A barrage of letters to the editor and political ads in recent weeks as the election nears have been critical of both sides, including calling into question some of the policies and spending during Tom Dalessandri’s eight years in office, from 1994-2002.
But, as his opponent, Sheriff Lou Vallario, has done in defense of his eight years, Dalessandri stands behind his own record in office.
“People who know me and have worked closely with me know that we made tremendous strides in bringing experience and professionalism to the sheriff’s office,” Dalessandri said. “I’m proud of my eight years.”
Critics have poked holes in Dalessandri’s argument that Vallario is a big spender, pointing out that Dalessandri’s own sheriff’s office budget grew at more than three times the rate as Vallario’s.
True, Dalessandri said.
“But my budget went up when we built the new jail, which was a result of a federal court order,” he said. “Those increases related to the associated construction and staffing needs.
“The difference is we had emergent needs that had to be met, where [Vallario’s] increases have been a matter of choice,” Dalessandri said.
Vallario says he was elected because of “utter dissatisfaction” with the level of services provided by the sheriff’s office under Dalessandri’s leadership.
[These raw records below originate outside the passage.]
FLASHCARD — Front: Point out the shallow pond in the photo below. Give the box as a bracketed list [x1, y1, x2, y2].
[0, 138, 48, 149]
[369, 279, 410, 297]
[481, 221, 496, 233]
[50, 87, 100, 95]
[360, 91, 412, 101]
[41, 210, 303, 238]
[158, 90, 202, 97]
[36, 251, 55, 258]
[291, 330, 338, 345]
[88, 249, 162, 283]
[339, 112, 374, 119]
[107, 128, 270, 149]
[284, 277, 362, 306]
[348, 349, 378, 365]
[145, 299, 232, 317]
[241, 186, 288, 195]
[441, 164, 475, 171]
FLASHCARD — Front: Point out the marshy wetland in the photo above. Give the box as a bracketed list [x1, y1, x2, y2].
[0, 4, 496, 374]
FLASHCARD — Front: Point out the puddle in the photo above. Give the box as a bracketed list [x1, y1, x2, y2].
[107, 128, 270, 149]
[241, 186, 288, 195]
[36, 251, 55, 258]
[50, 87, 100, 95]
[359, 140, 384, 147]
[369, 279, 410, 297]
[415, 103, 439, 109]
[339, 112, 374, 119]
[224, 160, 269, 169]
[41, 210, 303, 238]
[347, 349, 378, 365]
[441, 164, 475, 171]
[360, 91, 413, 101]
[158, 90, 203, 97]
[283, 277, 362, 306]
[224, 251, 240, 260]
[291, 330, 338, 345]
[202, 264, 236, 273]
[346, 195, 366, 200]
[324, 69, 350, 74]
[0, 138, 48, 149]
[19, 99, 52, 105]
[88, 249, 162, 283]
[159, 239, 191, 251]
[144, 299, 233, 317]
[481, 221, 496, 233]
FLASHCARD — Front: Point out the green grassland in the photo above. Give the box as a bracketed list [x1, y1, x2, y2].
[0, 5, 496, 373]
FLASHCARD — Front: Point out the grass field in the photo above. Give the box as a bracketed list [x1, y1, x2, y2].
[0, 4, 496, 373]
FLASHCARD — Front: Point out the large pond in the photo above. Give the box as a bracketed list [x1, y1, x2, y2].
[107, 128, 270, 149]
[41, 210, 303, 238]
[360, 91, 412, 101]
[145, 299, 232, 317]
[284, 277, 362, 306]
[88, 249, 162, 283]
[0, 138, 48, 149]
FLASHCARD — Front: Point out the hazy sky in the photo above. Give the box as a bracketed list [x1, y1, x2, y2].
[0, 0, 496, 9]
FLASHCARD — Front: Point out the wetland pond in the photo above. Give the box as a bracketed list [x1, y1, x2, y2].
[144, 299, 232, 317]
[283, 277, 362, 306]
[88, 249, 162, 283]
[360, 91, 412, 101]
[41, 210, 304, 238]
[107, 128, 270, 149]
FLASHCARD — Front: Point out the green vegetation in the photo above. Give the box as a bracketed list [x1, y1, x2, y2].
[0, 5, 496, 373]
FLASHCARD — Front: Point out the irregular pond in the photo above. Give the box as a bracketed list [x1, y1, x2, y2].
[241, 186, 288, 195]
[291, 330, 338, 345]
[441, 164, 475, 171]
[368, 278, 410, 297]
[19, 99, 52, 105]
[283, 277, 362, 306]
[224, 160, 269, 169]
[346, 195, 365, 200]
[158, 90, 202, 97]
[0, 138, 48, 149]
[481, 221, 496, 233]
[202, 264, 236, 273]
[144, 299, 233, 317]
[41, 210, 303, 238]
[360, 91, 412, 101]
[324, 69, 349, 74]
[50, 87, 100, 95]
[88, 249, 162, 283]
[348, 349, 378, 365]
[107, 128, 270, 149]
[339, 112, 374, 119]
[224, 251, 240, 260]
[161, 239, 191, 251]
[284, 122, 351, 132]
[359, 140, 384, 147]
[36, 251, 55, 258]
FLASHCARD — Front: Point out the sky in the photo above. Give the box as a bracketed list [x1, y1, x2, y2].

So, his budget increases related to implementing and staffing some of those programs, Vallario said.
“If the community chooses to go with what Tom has in mind, then that’s their choice,” he said. “But I am concerned about lay-offs and dismantling programs that I believe have been successful in the community.”
Another concern, Vallario said, is what some have referred to as the “absentee sheriff” in relation to Dalessandri’s tenure.
“Others have used those words, not me, but that is a concern,” Vallario said, pointing to the fact that Dalessandri continued to run his private security business during his two terms in office.
“I know I wouldn’t be able to commit time to a private business, and I don’t know anyone who can commit to two full-time jobs,” he said.
That’s simply an unfair criticism, Dalessandri said.
“I was there five, six, seven days a week, and took very few vacations,” he said of his level of commitment to the sheriff’s job. “It’s an insult to me, and it’s a lie to the public to say I was an absentee sheriff.”
Dalessandri said his business, Colorado Protective Services, is operated as a family business, with a regular staff to manage things should he be re-elected sheriff.
Also among the criticisms related to Dalessandri’s administration was his policy to charge the unincorporated community of Battlement Mesa to station a sheriff’s deputy there.
“They did pay to have a resident deputy out there, which was basically like having a local city police officer,” Dalessandri said. “That’s not unique or unreasonable.”
He pointed to the town of Gypsum which, although incorporated, does not have a municipal police department and instead contracts with the Eagle County Sheriff’s Department for in-town police protection.
“We are seeing a lot of these large, unincorporated communities, and if they want more than the usual level of service, it comes with a cost,” Dalessandri said.
Vallario said he eliminated that particular arrangement with Battlement Mesa, because he disagreed with Dalessandri’s philosophy.
“A certain function of government is to provide services,” he said. “And when it comes to public safety, all citizens are entitled to the same level of services wherever you live.”